「子どもを持って、母に言われたのは、『子どもの5分間は濃密だから、仕事がどんなに忙しくても、1日5分は必ず集中して向き合うといい』ということでした」
映画監督の安藤桃子さん(39)がこう話す。
父は俳優・映画監督で画家の奥田瑛二さん(71)、母はエッセイストでコメンテーターの安藤和津さん(73)で、妹にカンヌ国際映画祭パルム・ドール受賞作品『万引き家族』(’18年)やNHK連続テレビ小説『まんぷく』で主演した安藤サクラさん(35)がいる、安藤家の長女だ。
東京で生まれ育ったが、’14年に移り住んだ四国の高知県で、いまは6歳になった長女と暮らしている。
「長女を出産したのは、全編高知でロケした2作目の監督作『0.5ミリ』(’14年製作、安藤サクラ主演)の公開翌年のことでした。
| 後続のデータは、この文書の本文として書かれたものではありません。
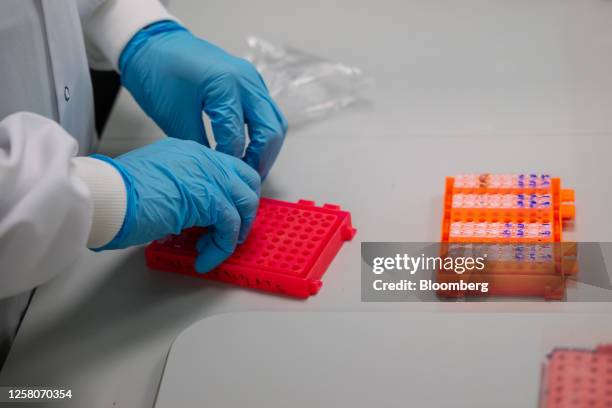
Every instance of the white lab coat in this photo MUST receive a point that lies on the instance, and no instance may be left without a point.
(50, 201)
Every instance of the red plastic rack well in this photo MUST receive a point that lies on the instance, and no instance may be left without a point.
(288, 250)
(577, 378)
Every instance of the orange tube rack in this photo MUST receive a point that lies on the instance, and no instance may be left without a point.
(517, 220)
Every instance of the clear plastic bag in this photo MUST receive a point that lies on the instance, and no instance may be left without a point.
(306, 87)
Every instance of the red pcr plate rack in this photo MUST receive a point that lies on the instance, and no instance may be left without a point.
(288, 250)
(577, 378)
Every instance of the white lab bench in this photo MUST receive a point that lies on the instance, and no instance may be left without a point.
(478, 85)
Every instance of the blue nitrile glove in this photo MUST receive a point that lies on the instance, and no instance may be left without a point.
(174, 75)
(176, 184)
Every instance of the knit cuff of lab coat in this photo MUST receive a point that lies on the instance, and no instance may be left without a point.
(108, 195)
(114, 23)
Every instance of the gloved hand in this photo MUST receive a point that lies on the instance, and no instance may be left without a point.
(175, 184)
(174, 75)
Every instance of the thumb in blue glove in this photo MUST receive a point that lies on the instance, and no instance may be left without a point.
(174, 75)
(174, 184)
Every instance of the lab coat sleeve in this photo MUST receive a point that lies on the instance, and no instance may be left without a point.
(112, 24)
(48, 207)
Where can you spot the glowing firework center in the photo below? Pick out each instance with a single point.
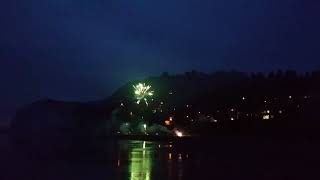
(142, 92)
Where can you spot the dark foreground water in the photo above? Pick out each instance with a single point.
(218, 158)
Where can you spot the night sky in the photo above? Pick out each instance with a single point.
(85, 49)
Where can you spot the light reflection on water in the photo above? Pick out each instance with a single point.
(144, 160)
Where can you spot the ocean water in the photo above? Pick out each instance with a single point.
(211, 158)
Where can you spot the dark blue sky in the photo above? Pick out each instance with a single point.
(84, 49)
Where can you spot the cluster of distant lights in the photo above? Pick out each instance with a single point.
(143, 92)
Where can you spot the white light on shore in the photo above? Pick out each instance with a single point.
(179, 133)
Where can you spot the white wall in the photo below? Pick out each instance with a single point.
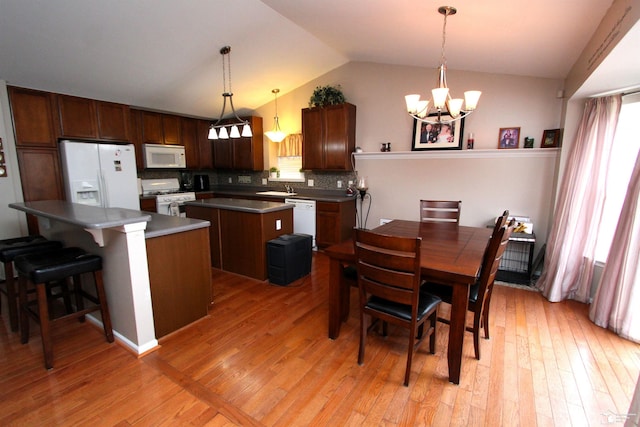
(486, 181)
(12, 222)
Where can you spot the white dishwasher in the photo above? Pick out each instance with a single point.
(304, 217)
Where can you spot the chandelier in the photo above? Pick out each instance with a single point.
(218, 130)
(421, 110)
(276, 135)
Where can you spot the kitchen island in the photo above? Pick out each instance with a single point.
(240, 230)
(118, 236)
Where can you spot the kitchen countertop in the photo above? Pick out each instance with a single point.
(163, 225)
(91, 217)
(96, 218)
(303, 194)
(241, 205)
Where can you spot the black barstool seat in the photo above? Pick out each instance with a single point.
(9, 250)
(59, 266)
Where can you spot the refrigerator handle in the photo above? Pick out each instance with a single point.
(103, 189)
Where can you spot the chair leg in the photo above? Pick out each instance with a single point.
(104, 307)
(363, 335)
(45, 328)
(407, 371)
(22, 304)
(10, 283)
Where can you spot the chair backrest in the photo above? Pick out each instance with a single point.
(388, 266)
(492, 256)
(440, 211)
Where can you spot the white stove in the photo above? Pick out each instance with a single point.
(169, 198)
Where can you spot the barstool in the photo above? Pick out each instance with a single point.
(41, 269)
(9, 250)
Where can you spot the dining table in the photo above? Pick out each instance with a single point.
(451, 254)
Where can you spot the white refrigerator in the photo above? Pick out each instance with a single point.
(100, 174)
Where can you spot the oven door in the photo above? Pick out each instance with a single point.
(171, 208)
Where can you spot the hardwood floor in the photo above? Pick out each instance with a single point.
(263, 358)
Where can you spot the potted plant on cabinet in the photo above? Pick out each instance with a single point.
(326, 95)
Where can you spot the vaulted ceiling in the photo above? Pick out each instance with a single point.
(165, 54)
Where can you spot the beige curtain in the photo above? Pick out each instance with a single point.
(616, 303)
(568, 266)
(290, 146)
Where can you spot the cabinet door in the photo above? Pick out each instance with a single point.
(151, 127)
(339, 136)
(205, 146)
(113, 121)
(171, 129)
(223, 153)
(313, 136)
(136, 137)
(33, 117)
(189, 137)
(77, 117)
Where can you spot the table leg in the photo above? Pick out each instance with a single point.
(335, 298)
(456, 330)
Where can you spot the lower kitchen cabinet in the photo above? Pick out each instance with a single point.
(180, 279)
(334, 222)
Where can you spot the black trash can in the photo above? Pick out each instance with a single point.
(289, 258)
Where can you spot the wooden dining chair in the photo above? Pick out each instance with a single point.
(389, 286)
(440, 211)
(479, 292)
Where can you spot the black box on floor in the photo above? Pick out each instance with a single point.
(289, 258)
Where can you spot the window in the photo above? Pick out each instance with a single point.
(625, 149)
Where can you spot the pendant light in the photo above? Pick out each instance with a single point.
(218, 130)
(420, 109)
(276, 135)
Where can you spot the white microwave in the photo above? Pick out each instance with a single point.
(158, 156)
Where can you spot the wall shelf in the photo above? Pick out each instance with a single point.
(458, 154)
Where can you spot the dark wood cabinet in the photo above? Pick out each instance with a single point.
(113, 121)
(329, 136)
(189, 137)
(171, 129)
(158, 128)
(77, 117)
(41, 178)
(334, 222)
(88, 118)
(205, 146)
(241, 153)
(33, 117)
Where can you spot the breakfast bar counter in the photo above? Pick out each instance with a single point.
(118, 236)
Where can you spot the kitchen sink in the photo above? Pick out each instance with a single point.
(275, 193)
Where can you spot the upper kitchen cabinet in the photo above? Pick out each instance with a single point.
(205, 146)
(329, 137)
(158, 128)
(244, 153)
(33, 117)
(88, 118)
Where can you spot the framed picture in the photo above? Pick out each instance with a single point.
(551, 138)
(442, 136)
(509, 138)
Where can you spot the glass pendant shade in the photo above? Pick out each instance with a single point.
(440, 95)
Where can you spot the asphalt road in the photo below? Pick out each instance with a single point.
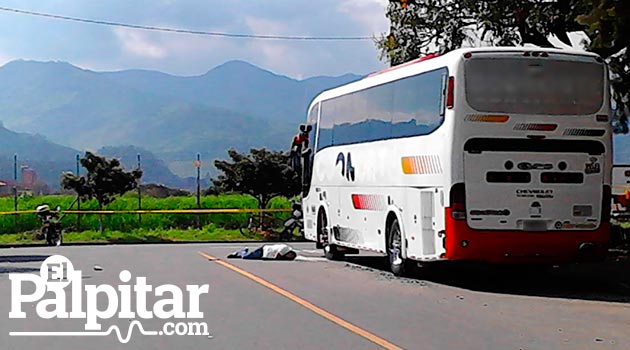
(312, 303)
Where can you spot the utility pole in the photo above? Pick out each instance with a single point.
(139, 194)
(78, 197)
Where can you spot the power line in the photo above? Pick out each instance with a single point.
(187, 31)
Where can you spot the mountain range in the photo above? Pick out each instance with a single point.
(235, 105)
(51, 111)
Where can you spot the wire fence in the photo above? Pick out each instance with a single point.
(227, 212)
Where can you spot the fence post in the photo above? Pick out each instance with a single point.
(198, 165)
(139, 195)
(78, 198)
(15, 206)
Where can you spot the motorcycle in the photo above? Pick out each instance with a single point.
(51, 225)
(296, 221)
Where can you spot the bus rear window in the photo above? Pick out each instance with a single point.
(534, 85)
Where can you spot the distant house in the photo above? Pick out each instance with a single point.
(27, 187)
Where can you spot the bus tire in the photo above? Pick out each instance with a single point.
(397, 264)
(332, 252)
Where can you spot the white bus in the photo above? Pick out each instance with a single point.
(500, 155)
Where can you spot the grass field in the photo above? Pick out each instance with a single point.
(121, 227)
(208, 233)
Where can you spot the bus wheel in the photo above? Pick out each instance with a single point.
(332, 252)
(397, 264)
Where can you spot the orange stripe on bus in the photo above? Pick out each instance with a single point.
(429, 164)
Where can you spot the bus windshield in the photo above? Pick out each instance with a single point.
(534, 85)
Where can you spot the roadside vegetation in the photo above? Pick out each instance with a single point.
(169, 225)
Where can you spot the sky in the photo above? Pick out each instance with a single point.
(98, 47)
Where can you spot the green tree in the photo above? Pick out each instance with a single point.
(420, 27)
(263, 174)
(105, 179)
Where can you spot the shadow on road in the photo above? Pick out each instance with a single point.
(22, 258)
(12, 259)
(605, 281)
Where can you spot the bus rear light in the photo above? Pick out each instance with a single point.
(450, 93)
(606, 203)
(458, 215)
(535, 127)
(601, 118)
(584, 132)
(487, 118)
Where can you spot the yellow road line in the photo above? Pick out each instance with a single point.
(316, 309)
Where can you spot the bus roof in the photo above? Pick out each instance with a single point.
(430, 62)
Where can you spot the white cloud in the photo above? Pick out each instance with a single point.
(139, 43)
(370, 14)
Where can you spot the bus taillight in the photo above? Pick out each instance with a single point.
(458, 201)
(606, 202)
(450, 93)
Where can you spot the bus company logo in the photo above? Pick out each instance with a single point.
(490, 212)
(592, 167)
(57, 276)
(534, 166)
(347, 170)
(567, 225)
(534, 193)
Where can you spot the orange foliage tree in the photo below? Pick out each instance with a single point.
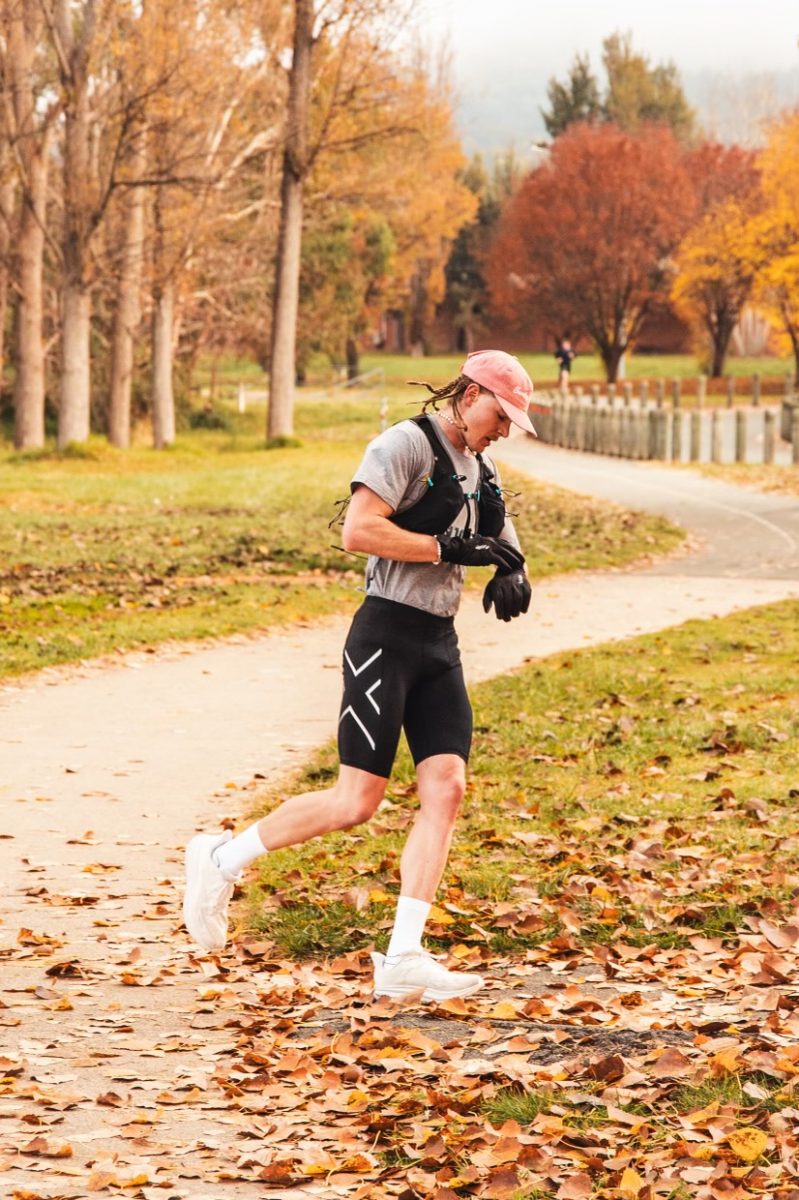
(586, 243)
(774, 232)
(714, 264)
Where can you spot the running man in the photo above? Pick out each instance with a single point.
(425, 504)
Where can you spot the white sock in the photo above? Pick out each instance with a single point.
(408, 927)
(233, 856)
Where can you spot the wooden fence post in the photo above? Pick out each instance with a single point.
(740, 435)
(715, 436)
(676, 394)
(662, 435)
(768, 435)
(642, 433)
(677, 436)
(695, 451)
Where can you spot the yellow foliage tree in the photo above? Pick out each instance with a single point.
(714, 279)
(774, 232)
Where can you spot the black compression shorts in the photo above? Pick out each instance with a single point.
(402, 670)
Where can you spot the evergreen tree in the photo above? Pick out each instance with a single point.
(577, 100)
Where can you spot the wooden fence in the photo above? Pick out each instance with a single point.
(626, 425)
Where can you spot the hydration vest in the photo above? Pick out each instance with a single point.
(443, 501)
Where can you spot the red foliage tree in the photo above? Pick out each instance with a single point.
(720, 173)
(584, 244)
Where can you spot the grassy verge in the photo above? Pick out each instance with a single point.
(115, 550)
(625, 798)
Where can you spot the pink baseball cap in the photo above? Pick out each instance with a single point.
(506, 378)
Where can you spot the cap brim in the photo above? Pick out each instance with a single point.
(517, 415)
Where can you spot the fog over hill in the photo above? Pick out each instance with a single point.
(496, 111)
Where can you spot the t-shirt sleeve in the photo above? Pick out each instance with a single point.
(394, 462)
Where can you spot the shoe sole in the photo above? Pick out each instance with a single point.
(191, 857)
(428, 993)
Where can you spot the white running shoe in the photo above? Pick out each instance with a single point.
(419, 971)
(208, 892)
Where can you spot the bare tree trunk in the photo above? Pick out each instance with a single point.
(289, 238)
(7, 196)
(163, 401)
(32, 138)
(29, 349)
(74, 391)
(127, 313)
(76, 375)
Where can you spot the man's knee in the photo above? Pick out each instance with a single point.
(359, 796)
(442, 785)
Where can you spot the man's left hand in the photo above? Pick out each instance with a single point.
(510, 595)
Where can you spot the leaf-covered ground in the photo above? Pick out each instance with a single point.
(625, 876)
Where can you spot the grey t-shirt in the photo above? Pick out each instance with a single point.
(396, 466)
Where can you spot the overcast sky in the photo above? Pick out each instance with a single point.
(504, 52)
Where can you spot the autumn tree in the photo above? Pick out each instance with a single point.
(466, 300)
(334, 106)
(373, 237)
(774, 232)
(30, 112)
(202, 127)
(586, 241)
(714, 263)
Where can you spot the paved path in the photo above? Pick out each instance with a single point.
(744, 534)
(107, 771)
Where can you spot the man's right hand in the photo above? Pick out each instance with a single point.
(479, 551)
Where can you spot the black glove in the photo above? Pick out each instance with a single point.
(478, 551)
(509, 593)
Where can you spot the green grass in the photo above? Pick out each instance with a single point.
(516, 1104)
(684, 739)
(106, 550)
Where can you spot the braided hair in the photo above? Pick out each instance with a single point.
(449, 394)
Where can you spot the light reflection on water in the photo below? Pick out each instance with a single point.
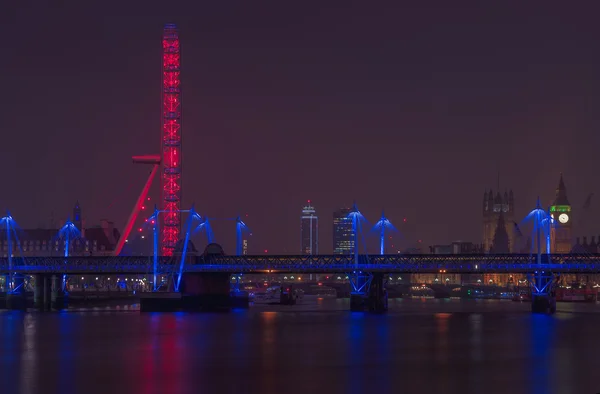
(419, 346)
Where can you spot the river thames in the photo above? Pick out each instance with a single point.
(419, 346)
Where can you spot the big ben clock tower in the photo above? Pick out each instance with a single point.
(560, 210)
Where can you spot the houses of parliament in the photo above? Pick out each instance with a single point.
(502, 233)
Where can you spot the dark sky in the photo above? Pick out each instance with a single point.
(411, 108)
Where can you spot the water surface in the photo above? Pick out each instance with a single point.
(420, 346)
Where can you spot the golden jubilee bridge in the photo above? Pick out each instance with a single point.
(394, 263)
(204, 281)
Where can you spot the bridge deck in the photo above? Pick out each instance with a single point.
(516, 263)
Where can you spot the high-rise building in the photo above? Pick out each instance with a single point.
(309, 228)
(562, 232)
(343, 234)
(244, 246)
(493, 209)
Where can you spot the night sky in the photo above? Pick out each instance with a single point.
(414, 109)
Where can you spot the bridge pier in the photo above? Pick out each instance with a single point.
(373, 297)
(48, 292)
(16, 299)
(543, 292)
(58, 299)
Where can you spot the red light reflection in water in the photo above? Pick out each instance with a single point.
(162, 369)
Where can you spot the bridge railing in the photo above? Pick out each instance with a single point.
(514, 263)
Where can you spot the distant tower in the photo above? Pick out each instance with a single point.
(77, 220)
(501, 241)
(343, 235)
(245, 246)
(171, 140)
(309, 228)
(493, 206)
(562, 233)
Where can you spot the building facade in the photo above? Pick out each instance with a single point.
(309, 230)
(561, 235)
(94, 241)
(343, 234)
(493, 208)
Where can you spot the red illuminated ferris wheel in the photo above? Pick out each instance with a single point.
(169, 162)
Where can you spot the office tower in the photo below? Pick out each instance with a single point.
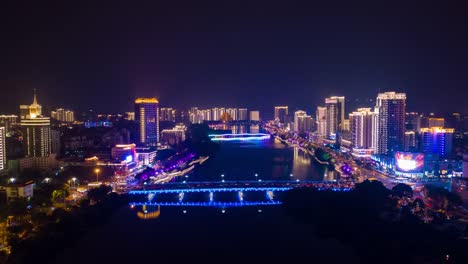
(254, 115)
(436, 122)
(63, 115)
(297, 114)
(335, 114)
(55, 141)
(362, 125)
(390, 122)
(410, 141)
(37, 136)
(413, 121)
(167, 114)
(195, 116)
(321, 117)
(346, 125)
(305, 123)
(280, 113)
(36, 131)
(242, 112)
(147, 116)
(130, 116)
(232, 112)
(437, 140)
(7, 121)
(217, 113)
(2, 149)
(206, 114)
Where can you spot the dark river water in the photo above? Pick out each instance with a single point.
(268, 159)
(251, 234)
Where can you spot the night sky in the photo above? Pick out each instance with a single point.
(232, 53)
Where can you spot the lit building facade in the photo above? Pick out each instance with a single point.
(2, 149)
(255, 116)
(321, 117)
(242, 112)
(437, 140)
(147, 116)
(297, 115)
(130, 116)
(335, 115)
(280, 113)
(305, 123)
(36, 131)
(390, 112)
(63, 115)
(436, 122)
(7, 121)
(362, 126)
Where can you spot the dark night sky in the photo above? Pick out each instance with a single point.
(233, 53)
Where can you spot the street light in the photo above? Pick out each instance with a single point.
(97, 174)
その後、子育てしながら高知の人たちと交流していく中で、街の活性化のための映画館経営を構想していったんです」
そのプロジェクトは、市内のビルを改装して「ウィークエンドキネマM」という劇場をオープンする形で結実した。
「高知はオープンな町で、近所の子もウチの子もみな“わが子”っていう、コミュニティ感覚があるんです。そこに育つ若い世代のポテンシャルを引き出したいと思っていました」
地元の学生やビジネス世代を募って、“人生の表現を一緒に学ぶ”演劇集団「桃子塾」も開講してきた桃子さんは、仕事と育児の両立の念頭に、娘と水入らずで向き合う時間を設けているのだ。
最新エッセイ『ぜんぶ 愛。』(集英社インターナショナル)でも次のような記述がある。
《一日ひとつ、娘との集中したわくわく、楽しい時間を持つようにしている》
この母・和津さんの教えは、エッセイストという仕事を持ち忙しかった和津さん自身が実践してきたものだったと、桃子さんは思い起こす。